Улыбка освещала его скуластое широкое лицо с большим носом и ртом, углы которого очень смешно поднимались, когда Ришар улыбался, а его очень светлые глаза неотрывно смотрели на вас, и начинало казаться, что они видят вас насквозь и все понимают.
– Влюбленные редко ходят одни, – прошептал Баско.
А девушке, кажется, не нравилось присутствие Ришара, настойчивость его улыбки и упорное желание завести с ней беседу.
Раздраженная, но никак не настроенная враждебно, Жанни, уклоняясь от беседы, явно щадила его…
– Я вам помешал… Вы разговаривали…
– Мы в загадки играли, – ответил я ему.
– А! Я в этом не силен, конечно, но почему бы не попробовать?

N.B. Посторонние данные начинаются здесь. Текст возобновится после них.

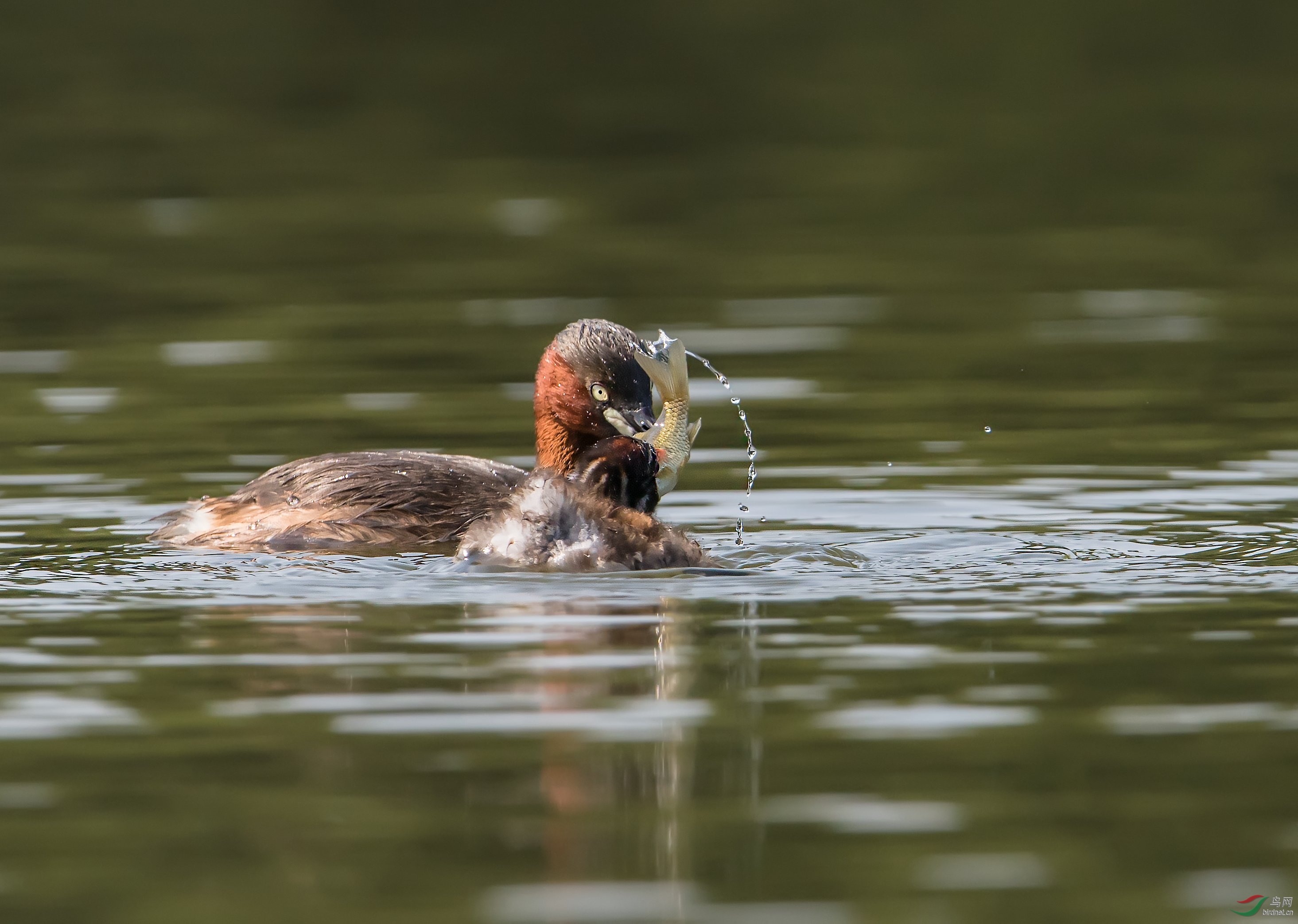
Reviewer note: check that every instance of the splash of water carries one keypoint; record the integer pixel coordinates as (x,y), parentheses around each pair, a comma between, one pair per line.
(752,450)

Нам очень нравился Ришар; года два назад он был школьным тренером, и довольно часто, когда он ехал за хворостом или сеном, отвозил на вокзал фрукты и овощи, он катал нас на своей повозке, но загадывать ему загадки… Он почувствовал наше замешательство и заговорил с нами о школе… Можно было подумать, что присутствие Жанни при этом не бралось в расчет, если бы Ришар иногда не бросал на нее, стоявшую в стороне прислонившись к каминной полке, взгляды, призывая ее в свидетели нашего дружеского согласия. Этим он добился того, что девушка вскоре оттаяла, сделала сначала шаг по направлению к нам, затем другой и, хотя и не стала садиться, прислушалась к нашему разговору. Конечно, в нем не чувствовались первоначальная свобода, игра и смех, но все же эта беседа была очаровательна. Никто в деревне не смог снискать большего доверия у детей, чем Ришар; конечно, он был не ребенком, но и не был похож на взрослого: мы понимали его без труда. Раз или два за то время, что мы болтали, я перехватил взгляд Жанни, направленный на молодого человека; я прочел в нем какую-то трогательную признательность и, конечно, уважение, но вместе с тем непонятное мне сожаление и, может статься, даже некоторый страх…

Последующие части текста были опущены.